Operational Essentials to Remember

Finally, here are a few principles that cut across everything covered so far.

1) Always review the plan

Reading plan results before apply is non-negotiable. “It’s probably fine” is the seed of incidents.

2) Apply small, apply often

A PR touching 50 resources at once is less safe than applying 5 at a time, ten times. Root cause analysis is easier on failure, and rollback is easier too.

3) State is your most valuable asset

Losing state makes recovery extremely difficult. Backend versioning, locking, and access control are non-negotiable.

4) Manual changes are forbidden

Changing things directly via the console creates drift and widens the gap between Terraform and reality. If you had no choice but to make an emergency fix by hand, reflect it in code immediately.

5) Modules are a public API

Think of a module’s inputs/outputs as a public API. Changing them carelessly affects all users. Manage versions with SemVer.

6) Policies as code

“Let’s be careful during PR review” doesn’t work. Automate tagging, security groups, encryption, and similar policies with OPA/conftest.

7) The tool is a means

Terraform isn’t omnipotent. Frequently changing cluster internals go to ArgoCD, passwords go to Secrets Manager, monitoring goes to observability tools. Be clear about what Terraform should and shouldn’t do.
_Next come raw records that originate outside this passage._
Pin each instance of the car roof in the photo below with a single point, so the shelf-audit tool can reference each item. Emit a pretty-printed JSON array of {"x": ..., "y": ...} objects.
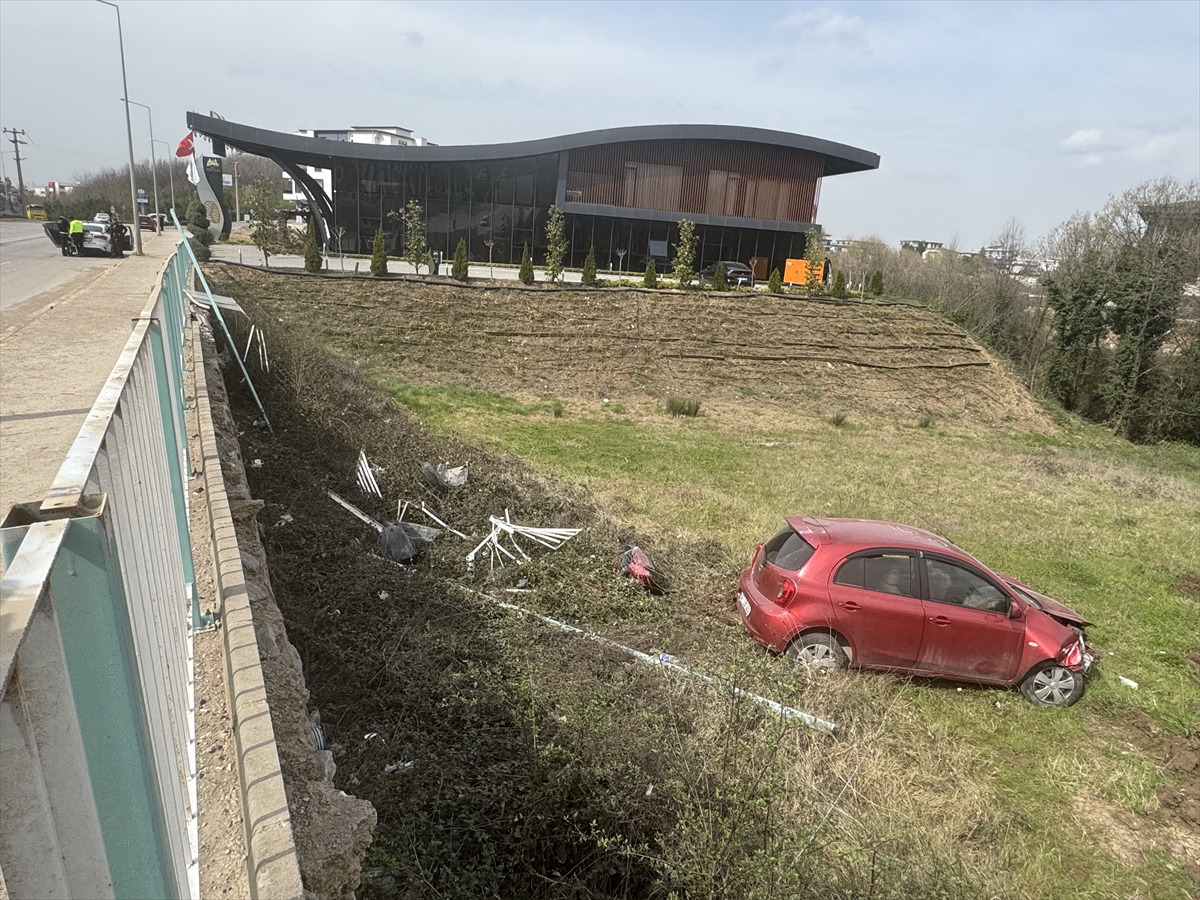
[{"x": 869, "y": 533}]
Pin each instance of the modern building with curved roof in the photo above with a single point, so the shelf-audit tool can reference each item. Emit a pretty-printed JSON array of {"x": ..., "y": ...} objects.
[{"x": 753, "y": 193}]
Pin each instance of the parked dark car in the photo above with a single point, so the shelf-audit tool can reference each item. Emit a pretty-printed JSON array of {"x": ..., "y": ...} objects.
[
  {"x": 735, "y": 274},
  {"x": 838, "y": 592}
]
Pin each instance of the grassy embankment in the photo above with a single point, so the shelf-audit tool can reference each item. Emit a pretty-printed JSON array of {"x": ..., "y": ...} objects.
[{"x": 1107, "y": 527}]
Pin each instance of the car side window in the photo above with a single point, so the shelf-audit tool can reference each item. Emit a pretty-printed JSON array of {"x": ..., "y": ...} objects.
[
  {"x": 883, "y": 573},
  {"x": 953, "y": 583}
]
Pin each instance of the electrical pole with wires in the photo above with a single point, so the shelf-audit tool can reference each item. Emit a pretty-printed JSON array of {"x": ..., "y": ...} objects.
[{"x": 21, "y": 179}]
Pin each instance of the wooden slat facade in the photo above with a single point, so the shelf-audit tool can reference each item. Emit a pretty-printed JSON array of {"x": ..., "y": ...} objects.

This is the final part of the Terraform series. Starting from creating your first main.tf, we’ve come full circle through variables and state, modules, environment separation, CI/CD, testing, and real-world operations.
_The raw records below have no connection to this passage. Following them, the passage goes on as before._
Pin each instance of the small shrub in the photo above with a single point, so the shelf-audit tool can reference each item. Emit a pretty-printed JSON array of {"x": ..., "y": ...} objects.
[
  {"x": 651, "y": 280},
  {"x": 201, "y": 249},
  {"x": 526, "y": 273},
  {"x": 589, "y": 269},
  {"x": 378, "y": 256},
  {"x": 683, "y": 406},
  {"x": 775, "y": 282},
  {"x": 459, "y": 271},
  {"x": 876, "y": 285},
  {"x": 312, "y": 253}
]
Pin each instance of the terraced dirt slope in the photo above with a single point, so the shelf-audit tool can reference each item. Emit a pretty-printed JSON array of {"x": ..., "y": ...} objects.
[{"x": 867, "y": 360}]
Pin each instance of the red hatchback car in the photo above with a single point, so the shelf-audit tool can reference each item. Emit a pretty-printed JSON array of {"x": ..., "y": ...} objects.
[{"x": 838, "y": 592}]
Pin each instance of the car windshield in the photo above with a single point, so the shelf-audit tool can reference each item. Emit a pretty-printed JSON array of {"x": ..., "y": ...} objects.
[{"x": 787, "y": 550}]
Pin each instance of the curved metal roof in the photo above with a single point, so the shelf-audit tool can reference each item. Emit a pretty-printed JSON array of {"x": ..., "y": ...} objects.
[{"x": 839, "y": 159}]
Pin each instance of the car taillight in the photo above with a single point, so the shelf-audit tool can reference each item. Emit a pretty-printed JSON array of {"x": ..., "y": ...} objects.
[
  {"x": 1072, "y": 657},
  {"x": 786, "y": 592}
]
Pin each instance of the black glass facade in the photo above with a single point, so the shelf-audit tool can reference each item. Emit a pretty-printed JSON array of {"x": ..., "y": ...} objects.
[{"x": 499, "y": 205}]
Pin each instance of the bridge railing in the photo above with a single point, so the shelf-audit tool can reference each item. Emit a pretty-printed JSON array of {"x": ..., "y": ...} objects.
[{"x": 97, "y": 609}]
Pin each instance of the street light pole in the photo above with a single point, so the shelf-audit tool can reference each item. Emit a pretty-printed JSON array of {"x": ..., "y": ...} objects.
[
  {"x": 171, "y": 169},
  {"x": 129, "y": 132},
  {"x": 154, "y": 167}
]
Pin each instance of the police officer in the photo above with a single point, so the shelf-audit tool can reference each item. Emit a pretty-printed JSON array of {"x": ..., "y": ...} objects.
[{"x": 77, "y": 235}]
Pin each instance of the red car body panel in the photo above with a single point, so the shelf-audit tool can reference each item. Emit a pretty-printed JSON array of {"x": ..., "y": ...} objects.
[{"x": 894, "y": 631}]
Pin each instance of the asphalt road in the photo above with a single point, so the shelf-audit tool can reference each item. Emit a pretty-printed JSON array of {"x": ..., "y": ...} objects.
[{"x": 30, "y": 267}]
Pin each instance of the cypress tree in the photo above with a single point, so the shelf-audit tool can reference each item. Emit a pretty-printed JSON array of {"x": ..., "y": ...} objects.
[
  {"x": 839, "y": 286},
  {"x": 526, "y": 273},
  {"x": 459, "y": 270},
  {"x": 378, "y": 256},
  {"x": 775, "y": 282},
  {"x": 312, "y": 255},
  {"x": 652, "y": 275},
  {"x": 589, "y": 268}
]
Terraform is a powerful tool for managing infrastructure as code, but memorizing features alone isn’t enough. The habit of always thinking “What impact will this change have?” and making small, safe changes is what builds operational skill. Treat your infrastructure code with the same care as application code, and above all, treat state with care. That’s all there is to it.

I hope that someone who started with this series will gradually strengthen their team’s infrastructure, one step at a time. At every pitfall you encounter along the way, a well-crafted line of code will be your most reliable safety net.